Keeper didn’t think there were many avenues for a First Nations actor – it would be a few more years before she shot to fame with TV’s North of 60 – but Camille Claudel helped keep her going. “It really spoke to me and helped me make that decision to do theatre despite whatever. I loved acting.”

That feeling of seeing yourself, or an idealized version of yourself, came through in many of the answers. Olivia Vieweg, whose graphic novel formed the template for the German zombie movie Endzeit – Ever After, said 2001’s Ghost World changed her. “I saw it when I was 18, and it felt like it was about me and my feelings. I thought it was super cool that it was a comic adaptation – like our film!”

Her director, Carolina Hellsgård, recalled: “One of the earliest key moments, when I was 10, I remember watching Hitchcock’s The Birds. I remember hiding behind the couch, watching at my grandma’s place. I couldn’t go outside for a while afterwards. When I think back, I remember how transforma­tive the experience was.”

For directors, the movie that most affected them was sometimes the one that made them want to make movies themselves. David Mackenzie, at TIFF with Outlaw King, said it was Stranger Than Paradise, a 1984 film by Jim Jarmusch: “I saw it when I was 18 and I went to see it four times in one week. It just blew my socks off.”

Don McKellar, director of Through Black Spruce, saw Modern Times as a little kid. “I remember my parents took me to this Charlie Chaplin retrospect­ive at the Eglinton Cinema when I was quite young. I didn’t even know what was going on – it was black and white, they weren’t talking – and it was amazing.”

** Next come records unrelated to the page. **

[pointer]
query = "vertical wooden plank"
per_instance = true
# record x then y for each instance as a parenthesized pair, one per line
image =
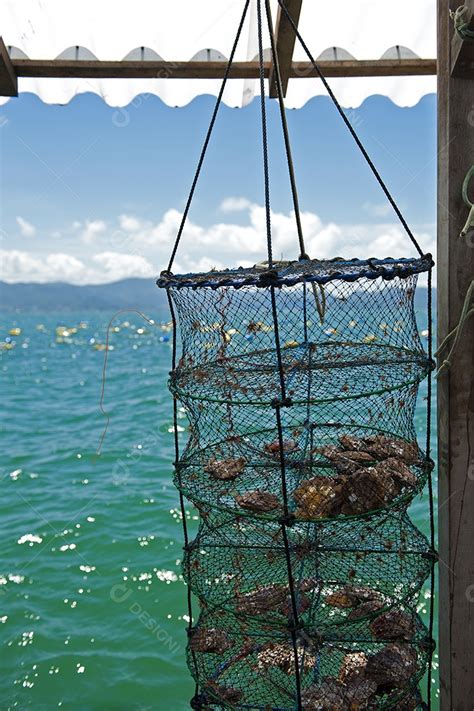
(455, 387)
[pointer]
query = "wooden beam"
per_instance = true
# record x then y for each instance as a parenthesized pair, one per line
(8, 80)
(462, 51)
(366, 68)
(285, 44)
(455, 268)
(69, 68)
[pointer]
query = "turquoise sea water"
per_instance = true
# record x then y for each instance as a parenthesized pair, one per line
(92, 605)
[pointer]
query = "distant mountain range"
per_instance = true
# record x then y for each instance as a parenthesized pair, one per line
(59, 296)
(126, 294)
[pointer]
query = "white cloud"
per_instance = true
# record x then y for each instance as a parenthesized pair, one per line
(115, 266)
(26, 228)
(129, 223)
(104, 267)
(24, 266)
(143, 249)
(92, 229)
(232, 204)
(379, 210)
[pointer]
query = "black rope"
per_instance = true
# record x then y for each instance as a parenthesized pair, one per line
(430, 477)
(208, 137)
(263, 112)
(291, 583)
(284, 125)
(181, 497)
(283, 399)
(352, 130)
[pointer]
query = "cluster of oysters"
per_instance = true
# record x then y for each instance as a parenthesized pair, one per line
(362, 681)
(370, 472)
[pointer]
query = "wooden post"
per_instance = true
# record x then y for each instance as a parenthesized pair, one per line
(455, 271)
(8, 80)
(285, 44)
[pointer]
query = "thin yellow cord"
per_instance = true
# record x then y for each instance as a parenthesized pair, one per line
(466, 312)
(104, 370)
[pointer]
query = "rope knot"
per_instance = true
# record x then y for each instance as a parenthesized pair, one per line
(197, 702)
(281, 402)
(269, 278)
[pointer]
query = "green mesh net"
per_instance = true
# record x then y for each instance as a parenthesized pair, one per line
(302, 459)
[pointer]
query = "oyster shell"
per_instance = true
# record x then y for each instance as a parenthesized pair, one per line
(271, 598)
(394, 665)
(303, 603)
(211, 640)
(225, 469)
(326, 696)
(351, 442)
(382, 447)
(258, 501)
(393, 625)
(351, 596)
(366, 490)
(318, 497)
(353, 667)
(289, 445)
(262, 600)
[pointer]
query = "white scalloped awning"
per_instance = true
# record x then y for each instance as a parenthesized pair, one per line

And Eva Husson, the French director of Girls of the Sun, which also played Cannes: “One of them might be Chungking Express by Wong Kar Wai. The fact that he dared to be extremely subjective and poetic. But I will add another: Jane Campion, The Piano. She was a woman director and she won the Palme d’Or. It was possible! I was 16 and I thought, I can do that – it’s possible to put a strong woman on the screen.”

Ever the contrarian, Werner Herzog said he had no answer to the question. “It doesn’t exist for me. It’s more literature. I read; I do not see many films. I had the feeling that I was the inventor of cinema in a way. And I still behave as if I was the inventor of cinema.” Perhaps sensing that this seemed a little over the top he added: “I’m speaking about a general climate in my soul.”

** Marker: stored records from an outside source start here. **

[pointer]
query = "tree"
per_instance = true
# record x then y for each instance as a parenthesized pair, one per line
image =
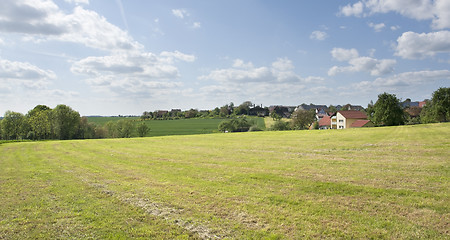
(39, 121)
(302, 119)
(275, 116)
(235, 125)
(280, 125)
(332, 109)
(124, 128)
(224, 111)
(192, 113)
(86, 129)
(12, 125)
(40, 124)
(438, 109)
(142, 129)
(66, 122)
(370, 110)
(243, 109)
(387, 110)
(111, 129)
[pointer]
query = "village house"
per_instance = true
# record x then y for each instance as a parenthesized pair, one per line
(346, 119)
(325, 122)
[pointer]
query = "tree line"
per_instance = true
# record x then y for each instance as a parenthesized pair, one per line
(387, 111)
(62, 122)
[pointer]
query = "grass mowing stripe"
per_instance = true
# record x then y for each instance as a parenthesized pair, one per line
(357, 183)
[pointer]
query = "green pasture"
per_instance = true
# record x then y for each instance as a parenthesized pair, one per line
(370, 183)
(177, 127)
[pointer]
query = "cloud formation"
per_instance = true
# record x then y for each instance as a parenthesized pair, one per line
(318, 35)
(43, 20)
(422, 45)
(438, 11)
(406, 79)
(139, 73)
(360, 64)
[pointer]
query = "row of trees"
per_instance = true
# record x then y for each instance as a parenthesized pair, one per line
(63, 122)
(387, 111)
(226, 111)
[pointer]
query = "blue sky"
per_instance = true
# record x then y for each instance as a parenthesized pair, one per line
(105, 57)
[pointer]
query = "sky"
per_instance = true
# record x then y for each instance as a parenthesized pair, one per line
(124, 57)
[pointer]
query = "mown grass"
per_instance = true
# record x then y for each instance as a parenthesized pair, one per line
(383, 183)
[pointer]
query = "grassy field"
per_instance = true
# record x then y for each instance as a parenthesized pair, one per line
(371, 183)
(177, 127)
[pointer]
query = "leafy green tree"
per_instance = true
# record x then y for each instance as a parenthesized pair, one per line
(387, 110)
(243, 109)
(332, 109)
(142, 129)
(275, 116)
(124, 128)
(302, 119)
(111, 129)
(40, 124)
(280, 125)
(39, 121)
(66, 122)
(191, 113)
(235, 125)
(370, 110)
(224, 111)
(12, 125)
(86, 129)
(438, 109)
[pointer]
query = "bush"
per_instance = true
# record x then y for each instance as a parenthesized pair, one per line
(235, 125)
(280, 126)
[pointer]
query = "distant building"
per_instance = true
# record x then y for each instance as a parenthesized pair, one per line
(325, 122)
(345, 119)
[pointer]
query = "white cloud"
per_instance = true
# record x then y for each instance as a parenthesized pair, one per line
(405, 80)
(170, 56)
(180, 13)
(377, 27)
(352, 10)
(318, 35)
(421, 45)
(280, 71)
(136, 73)
(186, 16)
(438, 11)
(239, 63)
(276, 83)
(78, 1)
(360, 64)
(395, 28)
(25, 73)
(196, 25)
(342, 54)
(43, 20)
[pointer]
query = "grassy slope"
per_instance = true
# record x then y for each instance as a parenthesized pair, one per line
(359, 183)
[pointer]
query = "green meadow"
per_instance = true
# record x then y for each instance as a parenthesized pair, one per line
(176, 127)
(369, 183)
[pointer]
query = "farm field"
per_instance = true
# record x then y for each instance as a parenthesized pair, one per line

A formative film can also drive one to try to capture the same kind of lightning. Peter Hedges, director of an addiction drama called Ben Is Back, said Thomas Vinterberg’s The Celebratio­n changed him. “It is such a raw, real depiction of a family. It’s a film I watch and re-watch. If I could make a film that was in that range of emotion and humanity, I’d be happy, and I’ve certainly never gotten closer than with Ben Is Back.”

Jimmy Chin, co-director of the cliff-climbing documentar­y Free Solo, said that when he saw the 2010 Formula One doc Senna, “it flipped a switch for me, because I went into it with a certain attitude, like I’m not really interested in race car driving, and I knew that was one of the issues with climbing films; they don’t necessaril­y have a broad appeal.

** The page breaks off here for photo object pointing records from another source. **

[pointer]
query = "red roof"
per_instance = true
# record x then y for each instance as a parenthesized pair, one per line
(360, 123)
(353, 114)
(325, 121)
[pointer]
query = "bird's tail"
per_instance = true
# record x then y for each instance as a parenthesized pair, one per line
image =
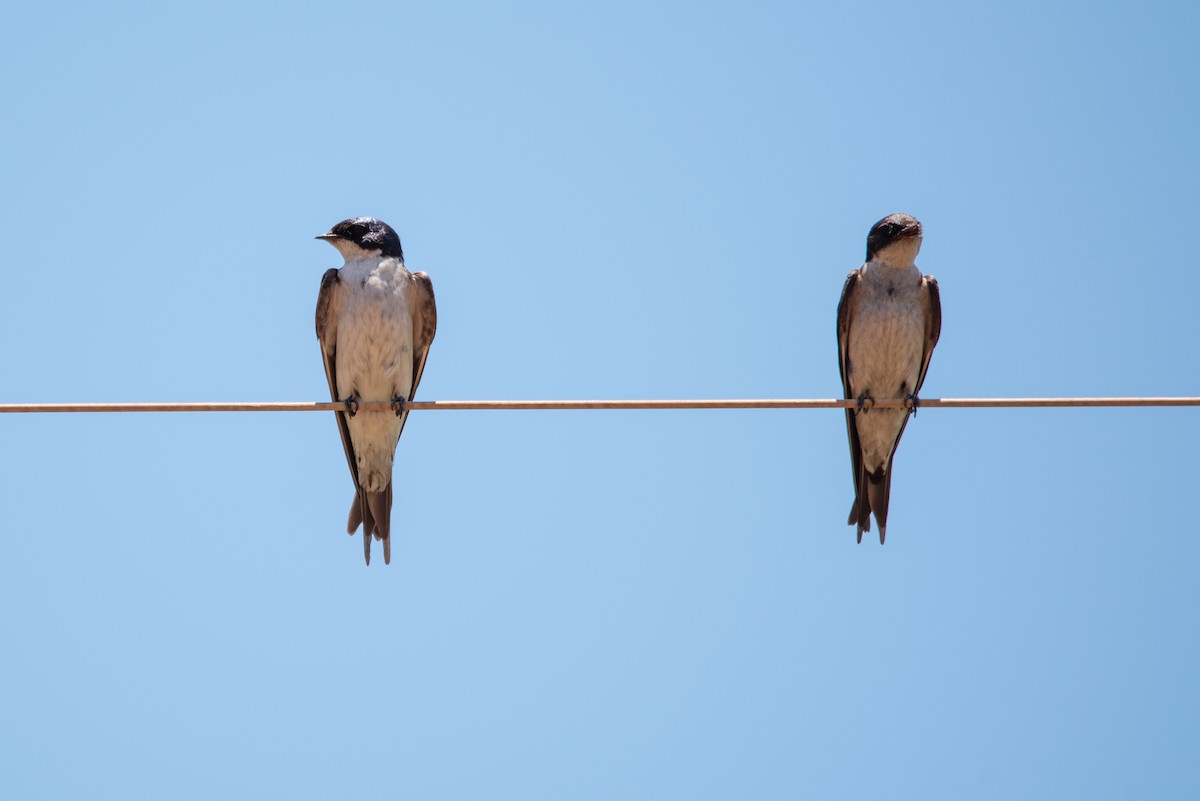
(879, 489)
(372, 511)
(861, 513)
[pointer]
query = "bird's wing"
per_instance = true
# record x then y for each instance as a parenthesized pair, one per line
(845, 314)
(424, 312)
(933, 323)
(328, 305)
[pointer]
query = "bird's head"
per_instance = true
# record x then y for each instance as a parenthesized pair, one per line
(894, 238)
(364, 236)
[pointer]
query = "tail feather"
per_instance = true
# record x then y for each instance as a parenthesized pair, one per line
(879, 488)
(861, 515)
(372, 511)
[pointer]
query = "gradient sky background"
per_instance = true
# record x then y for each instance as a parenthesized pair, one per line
(615, 200)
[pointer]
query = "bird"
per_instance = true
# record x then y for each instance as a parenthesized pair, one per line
(375, 323)
(889, 318)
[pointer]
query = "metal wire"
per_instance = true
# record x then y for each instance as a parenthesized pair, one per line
(513, 405)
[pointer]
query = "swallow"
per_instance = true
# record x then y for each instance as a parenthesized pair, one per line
(375, 323)
(888, 321)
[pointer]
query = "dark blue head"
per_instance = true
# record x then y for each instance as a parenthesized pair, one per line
(889, 230)
(367, 233)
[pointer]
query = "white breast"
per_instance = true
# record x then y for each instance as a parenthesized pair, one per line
(375, 359)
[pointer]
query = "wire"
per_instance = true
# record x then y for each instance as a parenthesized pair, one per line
(511, 405)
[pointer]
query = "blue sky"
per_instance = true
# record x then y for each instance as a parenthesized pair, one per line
(615, 200)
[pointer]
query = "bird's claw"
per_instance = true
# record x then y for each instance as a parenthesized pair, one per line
(911, 402)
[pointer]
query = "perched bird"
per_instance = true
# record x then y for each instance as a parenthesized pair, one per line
(888, 321)
(375, 323)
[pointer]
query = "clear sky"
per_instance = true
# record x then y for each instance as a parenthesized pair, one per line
(615, 200)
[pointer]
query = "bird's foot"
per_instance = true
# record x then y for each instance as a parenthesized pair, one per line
(911, 402)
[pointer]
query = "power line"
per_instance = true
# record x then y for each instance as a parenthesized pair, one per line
(546, 405)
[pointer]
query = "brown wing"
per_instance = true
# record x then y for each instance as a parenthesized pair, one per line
(933, 324)
(844, 324)
(424, 312)
(328, 305)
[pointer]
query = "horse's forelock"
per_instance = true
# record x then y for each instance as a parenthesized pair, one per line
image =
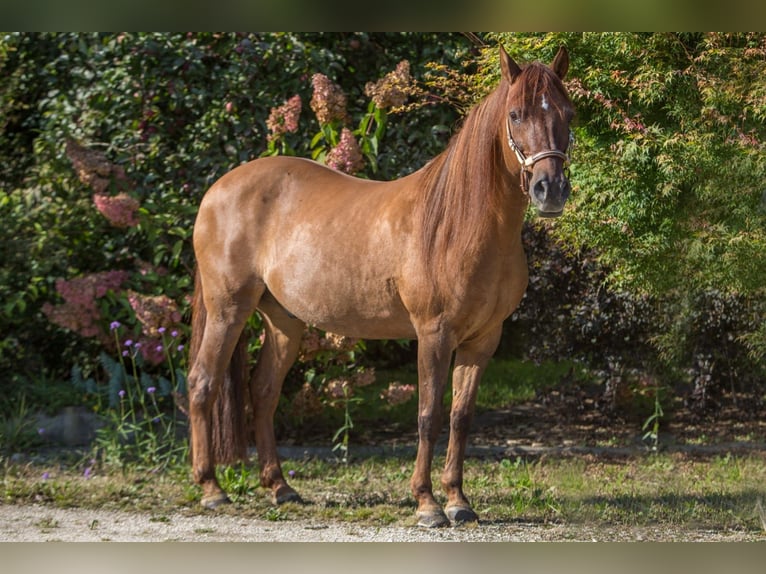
(537, 80)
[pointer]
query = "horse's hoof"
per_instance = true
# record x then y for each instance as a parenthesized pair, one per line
(461, 514)
(286, 494)
(432, 519)
(213, 502)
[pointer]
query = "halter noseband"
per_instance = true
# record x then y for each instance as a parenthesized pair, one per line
(527, 163)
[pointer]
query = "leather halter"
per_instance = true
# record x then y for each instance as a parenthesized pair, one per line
(527, 163)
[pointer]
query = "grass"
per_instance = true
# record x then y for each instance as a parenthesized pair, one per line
(713, 492)
(720, 493)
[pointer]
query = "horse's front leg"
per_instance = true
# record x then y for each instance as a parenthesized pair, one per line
(433, 364)
(470, 361)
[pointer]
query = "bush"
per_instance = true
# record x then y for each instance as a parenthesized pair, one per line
(109, 142)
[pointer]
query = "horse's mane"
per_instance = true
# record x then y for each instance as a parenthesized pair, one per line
(462, 194)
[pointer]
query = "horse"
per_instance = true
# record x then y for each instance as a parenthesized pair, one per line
(435, 256)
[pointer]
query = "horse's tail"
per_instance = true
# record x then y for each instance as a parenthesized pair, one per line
(229, 426)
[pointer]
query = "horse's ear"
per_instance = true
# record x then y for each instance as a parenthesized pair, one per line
(509, 69)
(560, 64)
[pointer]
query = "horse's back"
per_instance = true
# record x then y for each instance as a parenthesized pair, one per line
(330, 248)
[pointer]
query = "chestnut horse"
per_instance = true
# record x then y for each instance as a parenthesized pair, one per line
(435, 255)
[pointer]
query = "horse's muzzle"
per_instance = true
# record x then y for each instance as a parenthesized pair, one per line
(549, 197)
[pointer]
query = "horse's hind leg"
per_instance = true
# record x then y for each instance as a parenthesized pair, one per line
(280, 349)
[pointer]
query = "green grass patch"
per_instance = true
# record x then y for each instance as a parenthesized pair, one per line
(723, 492)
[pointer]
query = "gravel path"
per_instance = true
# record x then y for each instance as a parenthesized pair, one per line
(35, 523)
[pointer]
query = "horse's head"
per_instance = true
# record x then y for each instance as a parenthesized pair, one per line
(537, 129)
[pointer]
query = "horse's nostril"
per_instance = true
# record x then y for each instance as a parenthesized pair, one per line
(541, 189)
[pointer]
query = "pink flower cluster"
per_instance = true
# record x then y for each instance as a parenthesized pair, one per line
(313, 343)
(328, 100)
(346, 156)
(154, 312)
(397, 393)
(284, 119)
(79, 311)
(392, 90)
(99, 173)
(337, 389)
(93, 168)
(119, 209)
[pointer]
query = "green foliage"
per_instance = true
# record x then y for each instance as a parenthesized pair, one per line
(669, 160)
(175, 112)
(143, 427)
(668, 174)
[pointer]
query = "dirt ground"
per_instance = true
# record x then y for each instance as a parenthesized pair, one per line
(570, 424)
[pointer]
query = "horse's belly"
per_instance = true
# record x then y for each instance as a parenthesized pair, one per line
(354, 307)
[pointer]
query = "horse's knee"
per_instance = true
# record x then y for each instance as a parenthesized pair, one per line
(200, 391)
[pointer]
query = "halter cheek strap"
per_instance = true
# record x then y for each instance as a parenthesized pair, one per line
(527, 163)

“But after watching the film and understand­ing the danger and the technical aspects and the aspiration, all that stuff, I came out thinking: Formula One driving is so badass. Senna is the most badass thing ever. It made me think: I know how to do that with climbing a mountain.”

And Joel Edgerton said that watching (and starring in) the 2016 drama Loving, about an interracia­l couple in the 1960s, awoke in him an anger at injustice that echoed when he read Garrard Conley’s memoir Boy Erased, about gay conversion therapy. He adapted it into a film of the same name that he also acted in and directed. “And I wonder, if I hadn’t gone through this experience (with Loving), if reading the book would have had a different effect on me.”

Reilly, clearly affected by watching Wilder, went on to a career as a comedian, singer, theatre actor and bigscreen star. “And I can only hope through my work that I’m touching someone who’s 10 years old right now in the same way. That I’m showing them there are a million ways to be a man.”

AND THEN I SAW GENE WILDER AND I WAS LIKE: OH, YOU CAN BE LIKE THAT.